Lee picks up a pillow and uses it as a silencer to shoot the old man in the head.
Ten minutes after Tim took and chewed the end piece of gum, I dragged her body into the shallows and tossed my bloody shirt next to her. The sharks came back. Eagerly.
I went the long way around into the lodge and slipped into my room without anybody seeing my chest wound. I bandaged myself up and went to the airport, where I made my flight out. The little plane banked out over the ocean, the sun blinding me through the window.
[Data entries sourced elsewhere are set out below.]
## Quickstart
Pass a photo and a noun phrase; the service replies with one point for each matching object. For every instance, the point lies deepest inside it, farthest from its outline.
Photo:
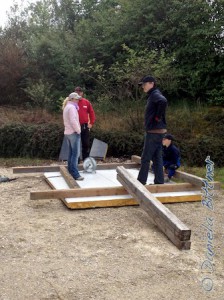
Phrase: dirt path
(50, 252)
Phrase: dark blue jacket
(155, 110)
(171, 155)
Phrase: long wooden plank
(195, 180)
(87, 192)
(121, 201)
(175, 230)
(43, 169)
(158, 212)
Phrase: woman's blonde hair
(65, 102)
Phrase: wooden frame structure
(131, 192)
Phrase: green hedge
(44, 141)
(39, 141)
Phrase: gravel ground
(50, 252)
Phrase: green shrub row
(35, 141)
(44, 141)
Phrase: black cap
(169, 137)
(147, 78)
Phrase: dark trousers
(152, 150)
(85, 136)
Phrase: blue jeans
(73, 141)
(169, 167)
(152, 150)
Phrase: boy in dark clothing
(171, 156)
(155, 127)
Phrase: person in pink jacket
(72, 130)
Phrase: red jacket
(86, 112)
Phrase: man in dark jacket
(171, 156)
(155, 127)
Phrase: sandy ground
(50, 252)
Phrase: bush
(39, 141)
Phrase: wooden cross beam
(43, 169)
(168, 223)
(106, 191)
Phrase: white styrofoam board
(103, 178)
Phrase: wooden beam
(168, 223)
(79, 203)
(43, 169)
(118, 190)
(195, 180)
(68, 178)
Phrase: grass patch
(24, 162)
(201, 172)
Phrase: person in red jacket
(87, 119)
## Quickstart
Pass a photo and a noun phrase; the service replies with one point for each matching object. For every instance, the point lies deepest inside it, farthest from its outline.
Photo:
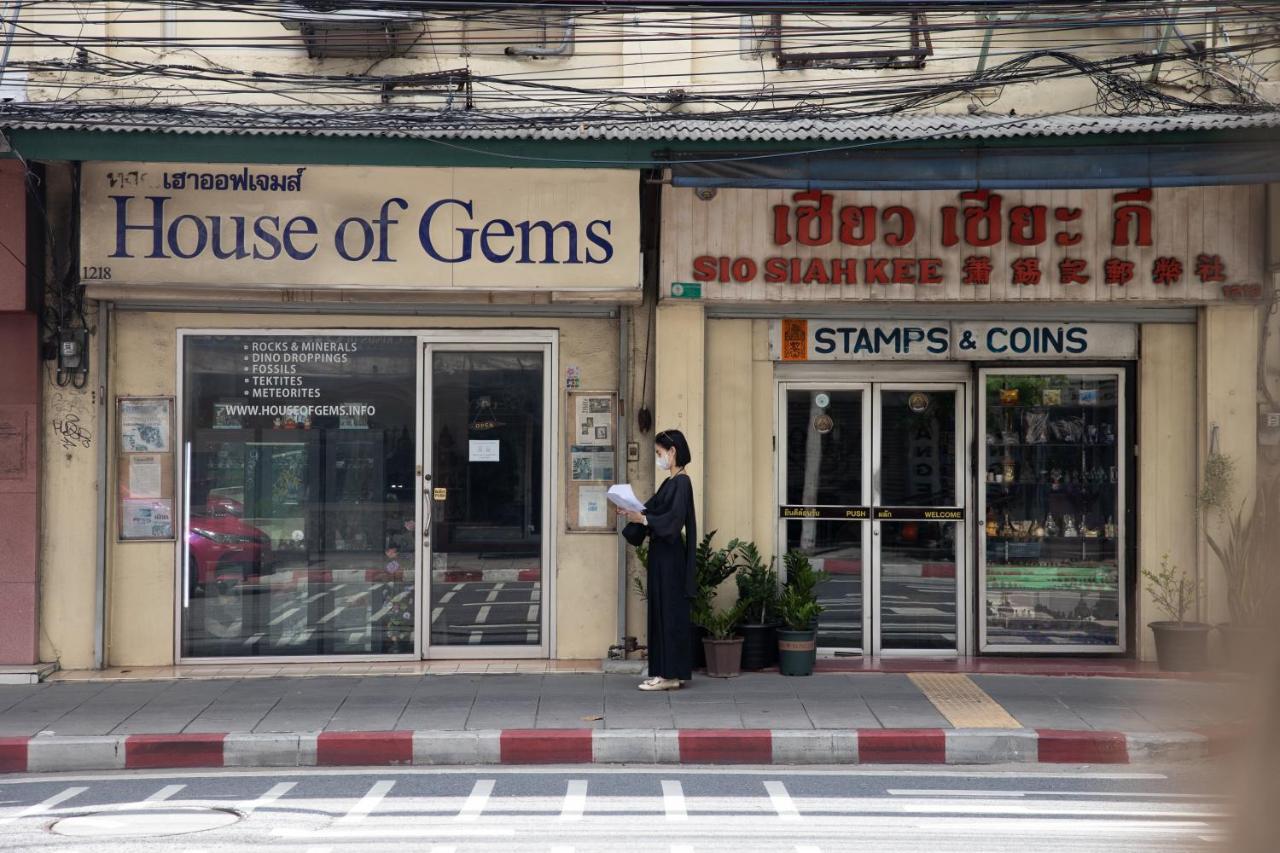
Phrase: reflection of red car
(224, 548)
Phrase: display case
(1052, 501)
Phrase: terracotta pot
(759, 646)
(1182, 647)
(723, 657)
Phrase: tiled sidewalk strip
(48, 753)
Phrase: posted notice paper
(624, 497)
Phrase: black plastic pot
(1182, 647)
(759, 646)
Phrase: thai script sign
(955, 341)
(383, 228)
(1188, 245)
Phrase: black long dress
(672, 578)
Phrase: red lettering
(704, 268)
(877, 270)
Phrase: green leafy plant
(757, 585)
(713, 566)
(1173, 591)
(799, 611)
(722, 624)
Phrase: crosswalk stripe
(275, 793)
(575, 801)
(781, 801)
(673, 799)
(164, 793)
(366, 804)
(476, 801)
(41, 807)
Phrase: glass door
(826, 489)
(485, 507)
(1054, 510)
(918, 518)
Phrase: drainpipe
(105, 318)
(563, 49)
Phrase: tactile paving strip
(961, 702)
Tim was right. It was time to redeploy, but not for anybody except myself. Aside from the fact that she had planted someone with the Kurac to kill Trudy, putting her down was the only way
for me
to close the door and get out. I had little doubt that despite what Tim said I was a liability to her, and thus my time was winding down. Who knows what was really waiting for me in San Diego? My next assignment might be as a decoy that gets caught in the crossfire. It happened before when I was set up in the Gulf. The point was that Tim and the agency had become a liability
to me
.
The Clause works
both
ways.
My ulterior motive to complete the mission was so that Tim would let me come in for a re-deploy. I needed to confirm why Trudy fell victim to The Clause, and to keep from being expendable myself.
Nobody would ever find Tim’s body, nobody would know exactly what happened to her, but the organization would connect the dots. True, the NSA subsystem might still come after me, but maybe—just maybe—it would see that I had tidied up after myself and therefore wasn’t worth coming after, so long as I went out and stayed out. After all—wasn’t it Tim and the agency that created my situation? Weren’t they the ones letting X50 ops rise too close to the surface? I had to believe that The Clause was part of the subsystem’s logic algorithms.
Well, it didn’t matter. You have to take it one adversary at a time. I really had little choice but to put Tim down. Just as with the Chinese friends, the Kurac, and the FBI, it was a matter of eliminating one enemy after the other, playing them at cross-purposes, taking advantage of their weaknesses, until there were none left. There’s probably a Western like that. I haven’t seen it. I guess I lived it.
I shielded my eyes with my hands. From the plane’s window, I could see Turtle Bight a thousand feet below, and make out the sinister silhouettes of a few hopeful sharks gliding the flats.